According to applicants' knowledge, no one has heretofore been able to pre-fill, prior to transport/manipulation, plates or microplates used to carry sitting-drop crystallization experiments. This is due to the fact that the crystallization surface (where the drop containing the macromolecule to be crystallized sits) will most likely be spoiled/contaminated by the precipitating solution during manipulation/transport between the places were the microplates are filled and where the crystallization drop set-up is done.

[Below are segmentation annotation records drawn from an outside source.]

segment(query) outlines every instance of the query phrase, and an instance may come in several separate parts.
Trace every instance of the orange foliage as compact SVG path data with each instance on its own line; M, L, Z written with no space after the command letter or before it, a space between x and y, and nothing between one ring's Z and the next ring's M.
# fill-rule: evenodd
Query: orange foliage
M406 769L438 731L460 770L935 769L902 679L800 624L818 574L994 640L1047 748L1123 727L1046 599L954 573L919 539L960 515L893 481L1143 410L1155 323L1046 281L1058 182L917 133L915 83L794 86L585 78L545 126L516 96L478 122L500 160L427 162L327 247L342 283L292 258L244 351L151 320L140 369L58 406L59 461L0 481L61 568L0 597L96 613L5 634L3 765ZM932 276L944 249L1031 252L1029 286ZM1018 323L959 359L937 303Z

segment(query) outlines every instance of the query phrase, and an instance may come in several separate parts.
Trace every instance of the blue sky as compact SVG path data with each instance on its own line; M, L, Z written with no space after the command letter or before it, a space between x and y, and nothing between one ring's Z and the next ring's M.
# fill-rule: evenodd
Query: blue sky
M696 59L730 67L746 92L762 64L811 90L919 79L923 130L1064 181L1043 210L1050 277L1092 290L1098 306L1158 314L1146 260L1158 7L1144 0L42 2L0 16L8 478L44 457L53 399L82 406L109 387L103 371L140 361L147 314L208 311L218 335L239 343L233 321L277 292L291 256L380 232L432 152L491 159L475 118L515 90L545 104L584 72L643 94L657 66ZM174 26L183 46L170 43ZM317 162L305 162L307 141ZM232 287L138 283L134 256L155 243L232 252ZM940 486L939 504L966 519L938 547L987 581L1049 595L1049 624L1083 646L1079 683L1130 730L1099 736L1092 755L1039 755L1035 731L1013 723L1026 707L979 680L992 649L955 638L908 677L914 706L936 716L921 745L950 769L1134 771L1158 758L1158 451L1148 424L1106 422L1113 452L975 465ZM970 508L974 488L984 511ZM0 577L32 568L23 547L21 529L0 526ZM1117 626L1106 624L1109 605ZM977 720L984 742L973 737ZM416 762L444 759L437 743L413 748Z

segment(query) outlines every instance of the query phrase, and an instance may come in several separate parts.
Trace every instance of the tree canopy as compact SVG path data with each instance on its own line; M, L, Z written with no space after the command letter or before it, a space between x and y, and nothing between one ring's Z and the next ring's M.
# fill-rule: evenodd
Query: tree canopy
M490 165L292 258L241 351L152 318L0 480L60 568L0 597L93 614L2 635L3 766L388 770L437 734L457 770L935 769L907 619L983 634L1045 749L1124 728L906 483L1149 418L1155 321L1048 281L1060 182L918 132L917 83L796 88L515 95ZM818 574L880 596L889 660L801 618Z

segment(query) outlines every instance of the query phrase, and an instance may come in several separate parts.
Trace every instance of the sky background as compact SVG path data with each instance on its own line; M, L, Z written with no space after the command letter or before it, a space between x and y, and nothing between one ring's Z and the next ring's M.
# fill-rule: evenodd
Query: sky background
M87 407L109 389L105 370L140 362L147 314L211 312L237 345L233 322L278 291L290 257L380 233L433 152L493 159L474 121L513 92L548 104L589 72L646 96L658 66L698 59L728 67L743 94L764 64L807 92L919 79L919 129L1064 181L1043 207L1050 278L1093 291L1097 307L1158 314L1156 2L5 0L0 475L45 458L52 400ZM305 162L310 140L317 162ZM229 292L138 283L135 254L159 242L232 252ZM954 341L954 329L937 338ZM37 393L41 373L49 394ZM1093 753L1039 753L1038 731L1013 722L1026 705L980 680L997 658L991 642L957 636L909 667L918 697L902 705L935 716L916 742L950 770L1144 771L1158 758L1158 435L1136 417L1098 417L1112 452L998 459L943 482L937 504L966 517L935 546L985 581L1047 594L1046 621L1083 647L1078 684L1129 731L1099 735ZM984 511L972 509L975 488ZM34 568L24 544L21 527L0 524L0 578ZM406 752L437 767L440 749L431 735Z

Researchers are always trying to use smaller drops when carrying vapor diffusion crystallization experiments in order to minimize the amount of protein used during crystallization. When using small drops of less than 1 mL some problems may occur because equilibration can be to fast to allow good crystallization conditions to be reached. There is thus a need to find some means to slow down or control the equilibration process when conducting vapor diffusion experiments with very small volume of solution. Various approaches have been tested to control/modify/change the time required for full equilibration between the drop and the mother-liquid (the crystallization solution). Some have tried to use oil to slow down/control the evaporation process (D'Arcy et al. (1996) J. Crystal Growth 168, 175-180). One drawback of this approach resides in the fact that an extra step needs to be done to dispense oil in the reservoir over the crystallization solution. Moreover, when preparing a hanging-drop crystallization set-up, the oil can possibly reduce the quality of the image observed under the microscope. Finally, in some cases, the wells of the microplates can be too small to add enough oil.
In summary the process of growing biological macromolecule crystals remains a highly empirical process. Testing numerous conditions of variables that affect crystal growth, by means of thousands of crystallization trials, eventually leads to the optimal crystallization condition. Consequently the market is in need of inventions to help to rapidly and easily generate many reproducible crystallization trials. Therefore, there is a need for a device that will ease the setup of multiple crystallization trials while minimizing the risk of errors and cross-contamination during such setup. Another important need is to have a device/method that would increase experimental reproducibility due to evaporation or liquid losses between the filling of the microplates with the crystallization solutions and the setup of the crystallization drops. Finally, there is a need for a device that would also allow researchers to control the rate of vapor-diffusion equilibrium of multiple crystallization trials in multiple microplates.